The game internally might be rendering parts of the image that will really be that bright - way over 1000nits; so with a good HDR TV, the game just sends that image 'raw' to the TV. If the TV can't handle 1000+ nits it'll have to either clip the bright parts, or 'tonemap' them.
When you tonemap an image, you compress the brightest parts to the limited available range. So as a hypothetical example, if the TV can only display 1000 nits, but it gets sent a signal up to 2000 nits then it'll need to compress it. The 2000nit (max) input becomes 1000 output (max), 1300 becomes 900, 800 stays 800. The top 1000nits of the input is compressed into the top 200 nits of the output.
By doing this you can still see some detail in the extreme highlights and you avoid clipping, but it will look washed out and low contrast in the extreme brights.
Point is, the TV chooses what it does.
However, with an SDR TV the game knows the hard limit is always ~100nits, so the *game* always performs a (much more aggressive) tonemap.
This is what you are seeing here: the SDR image is tonemapped by the game.
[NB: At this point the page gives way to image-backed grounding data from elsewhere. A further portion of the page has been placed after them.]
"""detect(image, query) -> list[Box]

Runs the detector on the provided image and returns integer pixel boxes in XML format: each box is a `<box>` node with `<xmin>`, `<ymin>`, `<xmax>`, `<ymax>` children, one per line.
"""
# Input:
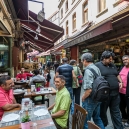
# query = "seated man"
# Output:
<box><xmin>16</xmin><ymin>68</ymin><xmax>33</xmax><ymax>81</ymax></box>
<box><xmin>0</xmin><ymin>75</ymin><xmax>21</xmax><ymax>120</ymax></box>
<box><xmin>29</xmin><ymin>69</ymin><xmax>46</xmax><ymax>86</ymax></box>
<box><xmin>48</xmin><ymin>75</ymin><xmax>71</xmax><ymax>129</ymax></box>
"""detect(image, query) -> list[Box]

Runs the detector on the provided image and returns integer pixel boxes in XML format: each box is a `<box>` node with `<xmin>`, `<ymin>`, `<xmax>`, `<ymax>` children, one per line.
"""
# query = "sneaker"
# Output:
<box><xmin>122</xmin><ymin>118</ymin><xmax>128</xmax><ymax>122</ymax></box>
<box><xmin>124</xmin><ymin>122</ymin><xmax>129</xmax><ymax>127</ymax></box>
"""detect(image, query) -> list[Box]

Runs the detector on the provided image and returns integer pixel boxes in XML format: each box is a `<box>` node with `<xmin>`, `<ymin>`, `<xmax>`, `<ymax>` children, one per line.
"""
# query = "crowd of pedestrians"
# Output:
<box><xmin>52</xmin><ymin>51</ymin><xmax>129</xmax><ymax>129</ymax></box>
<box><xmin>0</xmin><ymin>51</ymin><xmax>129</xmax><ymax>129</ymax></box>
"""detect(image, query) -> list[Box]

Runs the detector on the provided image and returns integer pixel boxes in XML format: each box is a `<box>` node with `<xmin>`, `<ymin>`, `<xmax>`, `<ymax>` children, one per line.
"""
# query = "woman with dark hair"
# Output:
<box><xmin>70</xmin><ymin>59</ymin><xmax>82</xmax><ymax>105</ymax></box>
<box><xmin>95</xmin><ymin>51</ymin><xmax>123</xmax><ymax>129</ymax></box>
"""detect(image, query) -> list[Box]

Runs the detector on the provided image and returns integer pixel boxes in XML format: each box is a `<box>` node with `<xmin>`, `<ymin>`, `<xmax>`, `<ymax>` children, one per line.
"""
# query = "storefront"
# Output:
<box><xmin>0</xmin><ymin>0</ymin><xmax>15</xmax><ymax>77</ymax></box>
<box><xmin>64</xmin><ymin>7</ymin><xmax>129</xmax><ymax>70</ymax></box>
<box><xmin>0</xmin><ymin>37</ymin><xmax>14</xmax><ymax>76</ymax></box>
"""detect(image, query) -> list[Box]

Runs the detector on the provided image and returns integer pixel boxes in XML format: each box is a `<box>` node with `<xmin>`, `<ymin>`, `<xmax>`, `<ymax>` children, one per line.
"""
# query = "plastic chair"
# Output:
<box><xmin>72</xmin><ymin>103</ymin><xmax>88</xmax><ymax>129</ymax></box>
<box><xmin>87</xmin><ymin>121</ymin><xmax>100</xmax><ymax>129</ymax></box>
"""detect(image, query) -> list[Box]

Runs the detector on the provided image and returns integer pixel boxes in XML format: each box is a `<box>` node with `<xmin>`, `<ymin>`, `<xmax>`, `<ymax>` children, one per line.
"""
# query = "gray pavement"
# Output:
<box><xmin>47</xmin><ymin>70</ymin><xmax>126</xmax><ymax>129</ymax></box>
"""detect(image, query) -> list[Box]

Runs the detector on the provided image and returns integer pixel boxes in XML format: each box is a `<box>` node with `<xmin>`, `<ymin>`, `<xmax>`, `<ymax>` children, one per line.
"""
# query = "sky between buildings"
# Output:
<box><xmin>28</xmin><ymin>0</ymin><xmax>58</xmax><ymax>19</ymax></box>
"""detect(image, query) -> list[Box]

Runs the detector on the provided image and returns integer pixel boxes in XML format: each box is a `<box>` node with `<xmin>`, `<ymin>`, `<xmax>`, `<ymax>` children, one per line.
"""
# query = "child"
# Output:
<box><xmin>44</xmin><ymin>68</ymin><xmax>51</xmax><ymax>87</ymax></box>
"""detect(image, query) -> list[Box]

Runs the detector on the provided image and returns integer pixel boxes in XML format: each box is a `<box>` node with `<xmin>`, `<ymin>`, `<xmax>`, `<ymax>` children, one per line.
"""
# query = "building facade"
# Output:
<box><xmin>57</xmin><ymin>0</ymin><xmax>129</xmax><ymax>64</ymax></box>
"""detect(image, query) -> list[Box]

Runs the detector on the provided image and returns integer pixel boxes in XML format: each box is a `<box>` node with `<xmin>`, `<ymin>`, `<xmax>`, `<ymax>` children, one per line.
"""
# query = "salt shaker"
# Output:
<box><xmin>32</xmin><ymin>123</ymin><xmax>37</xmax><ymax>129</ymax></box>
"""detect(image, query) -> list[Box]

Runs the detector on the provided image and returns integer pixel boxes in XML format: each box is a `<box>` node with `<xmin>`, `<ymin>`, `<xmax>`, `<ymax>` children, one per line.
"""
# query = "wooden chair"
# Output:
<box><xmin>72</xmin><ymin>103</ymin><xmax>88</xmax><ymax>129</ymax></box>
<box><xmin>14</xmin><ymin>92</ymin><xmax>25</xmax><ymax>104</ymax></box>
<box><xmin>66</xmin><ymin>103</ymin><xmax>71</xmax><ymax>129</ymax></box>
<box><xmin>87</xmin><ymin>121</ymin><xmax>100</xmax><ymax>129</ymax></box>
<box><xmin>14</xmin><ymin>82</ymin><xmax>28</xmax><ymax>89</ymax></box>
<box><xmin>33</xmin><ymin>80</ymin><xmax>49</xmax><ymax>107</ymax></box>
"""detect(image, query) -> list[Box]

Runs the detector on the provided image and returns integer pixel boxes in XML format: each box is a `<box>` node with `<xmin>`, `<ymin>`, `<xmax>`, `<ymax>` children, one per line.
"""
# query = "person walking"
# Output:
<box><xmin>70</xmin><ymin>59</ymin><xmax>82</xmax><ymax>105</ymax></box>
<box><xmin>95</xmin><ymin>51</ymin><xmax>123</xmax><ymax>129</ymax></box>
<box><xmin>44</xmin><ymin>69</ymin><xmax>51</xmax><ymax>87</ymax></box>
<box><xmin>46</xmin><ymin>59</ymin><xmax>51</xmax><ymax>70</ymax></box>
<box><xmin>119</xmin><ymin>55</ymin><xmax>129</xmax><ymax>127</ymax></box>
<box><xmin>81</xmin><ymin>53</ymin><xmax>105</xmax><ymax>129</ymax></box>
<box><xmin>38</xmin><ymin>63</ymin><xmax>43</xmax><ymax>75</ymax></box>
<box><xmin>53</xmin><ymin>61</ymin><xmax>59</xmax><ymax>73</ymax></box>
<box><xmin>55</xmin><ymin>57</ymin><xmax>77</xmax><ymax>114</ymax></box>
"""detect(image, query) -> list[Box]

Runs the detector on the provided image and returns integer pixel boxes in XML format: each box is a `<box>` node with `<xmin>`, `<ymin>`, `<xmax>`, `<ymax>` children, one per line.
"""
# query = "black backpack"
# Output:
<box><xmin>87</xmin><ymin>68</ymin><xmax>110</xmax><ymax>102</ymax></box>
The brights are all compressed to sdr's extremely limited range, so they lose contrast and saturation but they *aren't* clipped so are still visible (which the HDR captured image isn't - you can't see anything in the sky even though the HDR source has information there, it's all clipped to white and looks really bad).
That's how a proper HDR implementation with excellent source dynamic range being sent to the TV in an unfiltered way *should* look.